You first of all need to be understanding and patient. Your pet is not trying to upset you or make your life more difficult. PTSD is a brain injury caused by trauma. He or she cannot help having this injury! Try to keep that in mind when things happen.
Talk to your furbaby. Constantly remind him or her that you love him or her. Say that yes, this absolutely stinks to live with, but everything is ok. He or she is safe now.
Follow your furbaby’s lead. Sometimes snuggling may help, sometimes it may not. Your furbaby knows best. If he or she is having trouble, try to pet him or her. If your furbaby pulls away, give some space. If he or she leans into the petting, snuggling may help.
Animals pick up on the energy of their humans. While no one can be happy 24/7, try to maintain an air of peace and calm as much as humanly possible. It helps reassure animals that all is right in their world when their humans are peaceful.
For kitties, catnip is truly our friend! Not all cats respond to catnip, but many do, and it is wonderful for calming down their anxiety. I started giving it to Punkin when I first realized he had PTSD and his anxiety levels were terribly high. It did not take him long to realize this stuff helps, and to start seeking it out on his own when he gets too anxious. I get super soft, fuzzy socks from the dollar store for this purpose. I put some catnip in a small rag, tie it up, and put it in the sock. Punkin also likes jingle bells, so I have some with bells inside, some without. He picks whatever he likes when he needs his ‘nip. Since catnip does not work for dogs, I used to give Bear valerian root pills. The smell is very strong and it tastes pretty yukky, so it was not easy to get him to take it at first. It did not take him long to realize that it helped though. In fact, he began going to where I stored it to let me know when he needed some valerian, like during thunder storms which terrified him.
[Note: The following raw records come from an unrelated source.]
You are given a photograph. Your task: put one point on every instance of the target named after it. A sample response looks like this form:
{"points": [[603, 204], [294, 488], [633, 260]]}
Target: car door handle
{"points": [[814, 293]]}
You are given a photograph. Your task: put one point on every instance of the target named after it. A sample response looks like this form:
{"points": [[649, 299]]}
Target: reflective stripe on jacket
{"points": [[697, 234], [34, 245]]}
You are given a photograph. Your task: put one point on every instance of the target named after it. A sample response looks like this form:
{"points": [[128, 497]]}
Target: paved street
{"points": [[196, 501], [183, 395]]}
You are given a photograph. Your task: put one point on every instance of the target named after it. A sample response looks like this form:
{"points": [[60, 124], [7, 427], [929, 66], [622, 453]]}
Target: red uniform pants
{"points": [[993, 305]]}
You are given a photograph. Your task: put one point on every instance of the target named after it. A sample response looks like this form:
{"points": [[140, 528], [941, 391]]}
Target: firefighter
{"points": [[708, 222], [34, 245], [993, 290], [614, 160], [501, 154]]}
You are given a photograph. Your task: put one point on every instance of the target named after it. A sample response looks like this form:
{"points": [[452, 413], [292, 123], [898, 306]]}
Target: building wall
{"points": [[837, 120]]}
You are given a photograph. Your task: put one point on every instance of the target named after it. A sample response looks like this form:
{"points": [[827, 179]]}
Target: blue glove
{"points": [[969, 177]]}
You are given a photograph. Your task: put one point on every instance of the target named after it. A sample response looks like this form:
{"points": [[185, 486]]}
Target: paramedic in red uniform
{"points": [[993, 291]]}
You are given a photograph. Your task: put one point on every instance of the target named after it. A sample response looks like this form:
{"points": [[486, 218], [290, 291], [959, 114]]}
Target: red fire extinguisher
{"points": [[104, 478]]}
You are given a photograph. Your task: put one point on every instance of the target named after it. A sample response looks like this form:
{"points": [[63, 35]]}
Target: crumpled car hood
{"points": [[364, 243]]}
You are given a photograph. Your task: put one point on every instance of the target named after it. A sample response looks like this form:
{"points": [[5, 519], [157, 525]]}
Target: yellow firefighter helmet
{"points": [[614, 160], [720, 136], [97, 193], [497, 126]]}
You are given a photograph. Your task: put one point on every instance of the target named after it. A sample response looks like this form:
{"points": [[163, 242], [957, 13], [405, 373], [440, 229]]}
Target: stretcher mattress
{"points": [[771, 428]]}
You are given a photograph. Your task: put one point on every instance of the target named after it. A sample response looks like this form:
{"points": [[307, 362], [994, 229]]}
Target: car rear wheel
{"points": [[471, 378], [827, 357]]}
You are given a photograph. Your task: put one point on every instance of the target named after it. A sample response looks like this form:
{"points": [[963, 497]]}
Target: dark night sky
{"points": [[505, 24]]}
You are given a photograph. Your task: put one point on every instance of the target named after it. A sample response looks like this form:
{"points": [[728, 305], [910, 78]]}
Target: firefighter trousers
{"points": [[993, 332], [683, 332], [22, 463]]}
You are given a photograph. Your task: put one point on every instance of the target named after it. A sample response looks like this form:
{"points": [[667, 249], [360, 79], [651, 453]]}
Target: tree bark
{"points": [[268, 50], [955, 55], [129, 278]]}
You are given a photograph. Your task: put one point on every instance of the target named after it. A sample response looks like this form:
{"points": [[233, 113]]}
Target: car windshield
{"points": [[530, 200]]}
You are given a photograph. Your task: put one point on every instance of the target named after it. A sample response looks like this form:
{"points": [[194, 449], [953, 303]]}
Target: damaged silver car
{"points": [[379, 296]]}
Some pet parents prefer medications from their veterinarians. I have no experience with that, so unfortunately I cannot help. No doubt your vet can offer plenty of information though.
Here are a couple of interesting final thoughts…
Since I have Complex PTSD, which is very similar to PTSD, Punkin and I understand each other VERY well. In fact, he knows when my symptoms are flaring up, and comes to my aid. When I have a flashback, he demands my attention no matter what by meowing loudly or getting in my face. When I am anxious or depressed, he offers low key love. And, when his symptoms flare up, if I do not notice first, another one of our cats does the same things for him that he does for me. She is his natural born service cat!
If you too have a pet with PTSD, following these steps really can help. I am happy to say that Bear turned into a very loving, gentle dog from an aggressive and insecure one. Punkin’s symptoms are now managed very well. He rarely has flashbacks anymore, and his anxiety levels are much lower in general.